On Monday, May 20, 2013 11:03:09 PM UTC-5, Hagwood, Charles R wrote:
> I have a known function f[x,y] and I want to solve the differential
>
> equation (1) for v[t], using NSolve
>
> partial [f(v[t],v'[t])/partial x +(d/dt)[partial f(v[t],v'[t])/partial y=0 (1)
>
> where v'[t] = derivative of v[t] with respect to t.
>
> I did a test to set up (1). I let
>
> f[x_,y_]:=x^2+y^3
>
> v[t]:=Sin[t]
>
> g1[x_,y_]:=partial f(x,y)/partial x
>
> g2[x_,y_]:=partial f(x,y)/partial y
>
> g3[t_]:=g1[v[t],v'[t]]+D[g2[v[t],v'[t]],t]
>
> and asked Mathematica to evaluate
>
> g3[t]
>
> but, Mathematica gives an error. Thanks for the help
>
> Charles
Hard to know exactly what you did because there is some traditional form, I guess, in what you show. My guess is the issue is in the definition of v[t_], wherein the pattern underbar was omitted. That would mess up the definition in a way that would make g3[t] give a bad result.
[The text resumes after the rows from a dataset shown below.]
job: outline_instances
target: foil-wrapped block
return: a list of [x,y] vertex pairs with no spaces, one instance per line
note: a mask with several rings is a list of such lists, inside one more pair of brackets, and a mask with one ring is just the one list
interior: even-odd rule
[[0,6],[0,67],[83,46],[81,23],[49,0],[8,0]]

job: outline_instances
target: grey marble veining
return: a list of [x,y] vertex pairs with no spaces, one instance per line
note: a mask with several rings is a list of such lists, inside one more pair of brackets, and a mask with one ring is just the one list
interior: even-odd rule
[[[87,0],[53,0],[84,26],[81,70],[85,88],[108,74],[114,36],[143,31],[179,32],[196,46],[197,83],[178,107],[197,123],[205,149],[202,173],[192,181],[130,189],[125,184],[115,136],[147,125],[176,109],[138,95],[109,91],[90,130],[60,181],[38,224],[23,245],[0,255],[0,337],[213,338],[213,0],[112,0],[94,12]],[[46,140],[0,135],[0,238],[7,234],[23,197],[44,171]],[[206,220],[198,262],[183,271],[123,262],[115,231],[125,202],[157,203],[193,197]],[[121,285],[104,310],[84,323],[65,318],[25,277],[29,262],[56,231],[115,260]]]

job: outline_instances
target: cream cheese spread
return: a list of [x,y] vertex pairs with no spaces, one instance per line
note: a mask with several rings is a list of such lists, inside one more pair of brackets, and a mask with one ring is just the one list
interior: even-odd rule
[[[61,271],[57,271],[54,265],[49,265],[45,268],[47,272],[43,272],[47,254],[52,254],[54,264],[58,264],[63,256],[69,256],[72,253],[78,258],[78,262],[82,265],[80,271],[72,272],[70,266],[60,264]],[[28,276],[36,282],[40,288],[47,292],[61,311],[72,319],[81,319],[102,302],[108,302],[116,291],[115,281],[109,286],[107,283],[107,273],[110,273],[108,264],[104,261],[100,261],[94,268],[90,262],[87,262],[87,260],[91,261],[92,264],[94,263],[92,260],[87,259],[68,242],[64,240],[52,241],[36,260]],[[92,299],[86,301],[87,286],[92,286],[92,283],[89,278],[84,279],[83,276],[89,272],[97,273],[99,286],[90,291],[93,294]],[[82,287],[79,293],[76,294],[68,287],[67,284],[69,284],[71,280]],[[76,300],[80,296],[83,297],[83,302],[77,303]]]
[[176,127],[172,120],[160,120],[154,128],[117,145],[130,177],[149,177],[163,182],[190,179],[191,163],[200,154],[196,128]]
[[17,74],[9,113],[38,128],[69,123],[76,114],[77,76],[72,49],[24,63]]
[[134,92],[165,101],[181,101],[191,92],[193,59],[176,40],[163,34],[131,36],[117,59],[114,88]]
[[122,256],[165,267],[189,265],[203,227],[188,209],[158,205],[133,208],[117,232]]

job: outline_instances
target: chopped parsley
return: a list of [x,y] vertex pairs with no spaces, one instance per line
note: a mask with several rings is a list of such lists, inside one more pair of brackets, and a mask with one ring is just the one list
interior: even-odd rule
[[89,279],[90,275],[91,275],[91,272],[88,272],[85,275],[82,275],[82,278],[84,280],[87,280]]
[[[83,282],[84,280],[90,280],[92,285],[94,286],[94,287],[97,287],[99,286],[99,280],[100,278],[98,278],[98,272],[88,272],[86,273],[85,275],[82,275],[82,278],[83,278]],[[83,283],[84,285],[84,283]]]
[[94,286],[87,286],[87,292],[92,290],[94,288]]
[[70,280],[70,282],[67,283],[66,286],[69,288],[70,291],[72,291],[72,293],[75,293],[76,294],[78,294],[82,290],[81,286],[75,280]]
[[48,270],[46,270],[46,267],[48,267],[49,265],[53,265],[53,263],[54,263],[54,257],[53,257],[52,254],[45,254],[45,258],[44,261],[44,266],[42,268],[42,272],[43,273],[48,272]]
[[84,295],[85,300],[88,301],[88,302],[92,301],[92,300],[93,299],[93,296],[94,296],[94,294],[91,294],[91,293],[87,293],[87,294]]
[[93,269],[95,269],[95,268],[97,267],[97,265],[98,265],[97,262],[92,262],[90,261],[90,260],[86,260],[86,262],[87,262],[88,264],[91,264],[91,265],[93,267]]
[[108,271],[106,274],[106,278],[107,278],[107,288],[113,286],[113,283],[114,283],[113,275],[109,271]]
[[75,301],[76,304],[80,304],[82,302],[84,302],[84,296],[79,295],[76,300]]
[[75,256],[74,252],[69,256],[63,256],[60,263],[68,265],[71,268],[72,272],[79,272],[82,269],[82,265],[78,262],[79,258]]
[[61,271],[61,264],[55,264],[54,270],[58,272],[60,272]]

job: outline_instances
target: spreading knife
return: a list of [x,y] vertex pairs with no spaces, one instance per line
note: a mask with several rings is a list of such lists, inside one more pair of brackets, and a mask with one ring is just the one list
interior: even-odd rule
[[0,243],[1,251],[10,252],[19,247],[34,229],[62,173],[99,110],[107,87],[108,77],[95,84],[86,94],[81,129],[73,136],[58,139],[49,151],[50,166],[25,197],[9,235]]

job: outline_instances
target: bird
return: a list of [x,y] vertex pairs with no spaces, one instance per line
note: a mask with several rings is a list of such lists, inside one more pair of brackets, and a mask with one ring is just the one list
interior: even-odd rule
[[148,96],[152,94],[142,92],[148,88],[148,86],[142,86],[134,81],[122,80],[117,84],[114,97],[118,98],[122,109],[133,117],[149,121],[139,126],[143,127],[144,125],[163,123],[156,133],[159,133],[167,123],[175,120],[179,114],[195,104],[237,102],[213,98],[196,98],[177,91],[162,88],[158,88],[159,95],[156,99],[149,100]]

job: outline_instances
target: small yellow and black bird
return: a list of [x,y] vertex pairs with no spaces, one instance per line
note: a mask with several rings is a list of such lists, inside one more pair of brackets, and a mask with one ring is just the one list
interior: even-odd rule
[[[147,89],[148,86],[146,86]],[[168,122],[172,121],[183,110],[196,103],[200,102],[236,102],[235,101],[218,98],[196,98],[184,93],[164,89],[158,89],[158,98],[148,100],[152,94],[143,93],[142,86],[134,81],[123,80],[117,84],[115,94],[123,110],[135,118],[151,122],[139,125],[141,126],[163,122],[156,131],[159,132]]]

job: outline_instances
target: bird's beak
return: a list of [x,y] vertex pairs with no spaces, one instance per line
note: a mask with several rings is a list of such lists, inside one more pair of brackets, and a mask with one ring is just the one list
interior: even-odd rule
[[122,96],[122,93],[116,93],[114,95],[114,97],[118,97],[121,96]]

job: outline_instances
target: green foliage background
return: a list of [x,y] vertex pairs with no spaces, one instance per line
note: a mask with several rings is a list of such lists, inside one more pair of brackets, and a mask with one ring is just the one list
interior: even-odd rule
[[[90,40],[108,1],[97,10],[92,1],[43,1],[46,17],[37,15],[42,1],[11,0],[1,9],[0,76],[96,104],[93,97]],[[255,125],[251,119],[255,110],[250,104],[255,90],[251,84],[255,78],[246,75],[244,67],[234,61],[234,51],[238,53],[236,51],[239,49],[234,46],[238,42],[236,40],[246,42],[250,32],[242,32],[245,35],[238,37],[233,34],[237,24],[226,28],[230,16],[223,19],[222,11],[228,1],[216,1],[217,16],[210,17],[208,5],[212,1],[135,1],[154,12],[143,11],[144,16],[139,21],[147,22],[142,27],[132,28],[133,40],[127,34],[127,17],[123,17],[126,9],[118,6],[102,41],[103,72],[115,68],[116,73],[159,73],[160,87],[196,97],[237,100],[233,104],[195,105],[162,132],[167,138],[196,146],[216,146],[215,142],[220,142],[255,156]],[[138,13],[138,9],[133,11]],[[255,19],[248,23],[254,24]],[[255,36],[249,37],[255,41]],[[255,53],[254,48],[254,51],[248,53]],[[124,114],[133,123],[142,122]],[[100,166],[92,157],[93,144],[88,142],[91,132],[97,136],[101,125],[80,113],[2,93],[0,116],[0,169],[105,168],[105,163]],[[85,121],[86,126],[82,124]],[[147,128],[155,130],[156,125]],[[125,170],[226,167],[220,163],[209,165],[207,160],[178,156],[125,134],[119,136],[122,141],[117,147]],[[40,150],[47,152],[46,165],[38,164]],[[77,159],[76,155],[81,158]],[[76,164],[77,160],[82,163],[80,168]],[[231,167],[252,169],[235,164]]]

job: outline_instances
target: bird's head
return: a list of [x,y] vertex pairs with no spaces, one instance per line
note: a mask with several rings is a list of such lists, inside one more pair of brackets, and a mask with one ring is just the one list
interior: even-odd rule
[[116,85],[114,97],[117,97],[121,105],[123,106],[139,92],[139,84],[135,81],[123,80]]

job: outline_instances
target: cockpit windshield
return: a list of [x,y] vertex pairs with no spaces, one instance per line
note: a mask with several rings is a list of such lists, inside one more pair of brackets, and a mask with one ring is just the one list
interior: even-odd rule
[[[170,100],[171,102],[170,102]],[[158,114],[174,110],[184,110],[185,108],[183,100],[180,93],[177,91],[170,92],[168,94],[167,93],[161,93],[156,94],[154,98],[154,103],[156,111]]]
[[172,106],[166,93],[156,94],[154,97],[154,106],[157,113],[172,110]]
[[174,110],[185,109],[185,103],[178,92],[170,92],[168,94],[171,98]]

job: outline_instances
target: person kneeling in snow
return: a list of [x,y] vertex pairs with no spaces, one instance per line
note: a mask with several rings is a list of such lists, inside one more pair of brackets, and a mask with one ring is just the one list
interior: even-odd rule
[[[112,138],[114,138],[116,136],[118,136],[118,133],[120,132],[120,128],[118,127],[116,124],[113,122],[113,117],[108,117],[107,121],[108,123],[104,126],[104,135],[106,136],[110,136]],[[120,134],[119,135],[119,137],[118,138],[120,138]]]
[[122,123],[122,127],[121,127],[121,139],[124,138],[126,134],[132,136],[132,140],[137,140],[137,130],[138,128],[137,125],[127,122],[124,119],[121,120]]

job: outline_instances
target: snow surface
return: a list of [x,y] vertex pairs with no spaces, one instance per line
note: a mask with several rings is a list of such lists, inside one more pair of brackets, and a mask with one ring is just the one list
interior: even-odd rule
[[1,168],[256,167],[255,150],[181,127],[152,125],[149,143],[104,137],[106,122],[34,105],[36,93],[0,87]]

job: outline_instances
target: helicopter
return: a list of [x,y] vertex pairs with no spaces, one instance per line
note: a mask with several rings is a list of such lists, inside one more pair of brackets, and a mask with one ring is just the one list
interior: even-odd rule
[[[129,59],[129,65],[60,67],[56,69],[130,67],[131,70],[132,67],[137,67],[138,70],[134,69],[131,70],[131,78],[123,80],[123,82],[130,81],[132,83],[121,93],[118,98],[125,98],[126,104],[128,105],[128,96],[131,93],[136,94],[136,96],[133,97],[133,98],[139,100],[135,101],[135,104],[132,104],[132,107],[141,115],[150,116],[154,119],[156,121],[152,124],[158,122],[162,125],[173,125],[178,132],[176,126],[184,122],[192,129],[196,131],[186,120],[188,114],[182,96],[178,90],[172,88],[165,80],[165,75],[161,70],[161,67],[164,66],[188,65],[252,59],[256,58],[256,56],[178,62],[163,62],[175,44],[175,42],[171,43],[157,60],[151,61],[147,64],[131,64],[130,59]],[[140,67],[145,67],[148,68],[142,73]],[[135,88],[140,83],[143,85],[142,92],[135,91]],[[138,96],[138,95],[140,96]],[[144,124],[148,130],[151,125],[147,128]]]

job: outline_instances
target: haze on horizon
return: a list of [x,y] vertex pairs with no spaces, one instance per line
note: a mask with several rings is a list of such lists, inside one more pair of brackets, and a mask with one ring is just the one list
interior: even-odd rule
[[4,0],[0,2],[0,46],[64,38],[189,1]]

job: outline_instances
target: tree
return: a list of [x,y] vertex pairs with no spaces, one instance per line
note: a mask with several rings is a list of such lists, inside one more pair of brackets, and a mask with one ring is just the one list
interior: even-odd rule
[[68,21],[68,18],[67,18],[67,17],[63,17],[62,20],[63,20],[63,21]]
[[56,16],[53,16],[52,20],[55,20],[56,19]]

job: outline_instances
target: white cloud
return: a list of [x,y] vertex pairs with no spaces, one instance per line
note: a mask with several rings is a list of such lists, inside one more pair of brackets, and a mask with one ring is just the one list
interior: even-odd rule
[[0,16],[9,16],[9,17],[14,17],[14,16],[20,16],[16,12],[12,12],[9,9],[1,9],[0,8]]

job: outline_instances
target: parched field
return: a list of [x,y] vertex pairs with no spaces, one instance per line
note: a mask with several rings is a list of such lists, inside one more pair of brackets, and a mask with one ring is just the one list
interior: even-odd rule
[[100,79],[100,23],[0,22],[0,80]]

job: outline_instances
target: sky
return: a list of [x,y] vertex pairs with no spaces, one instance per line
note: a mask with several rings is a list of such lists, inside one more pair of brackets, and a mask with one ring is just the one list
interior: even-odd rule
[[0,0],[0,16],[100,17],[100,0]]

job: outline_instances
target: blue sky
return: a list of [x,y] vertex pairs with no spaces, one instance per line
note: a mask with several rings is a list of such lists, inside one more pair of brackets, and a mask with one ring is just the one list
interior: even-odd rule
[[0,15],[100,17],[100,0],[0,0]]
Here is code that seems to work.
f[x_,y_] := x^2+y^3
v[t_] := Sin[t]
g1[x_,y_] := D[f[x,y],x]
g2[x_,y_] := D[f[x,y],y]
g3[t_] := g1[v[t],v'[t]]+D[g2[v[t],v'[t]],t]
Then g3[t] gives
Out[18]= 2 Sin[t] - 6 Cos[t] Sin[t]
Daniel Lichtblau
Wolfram Research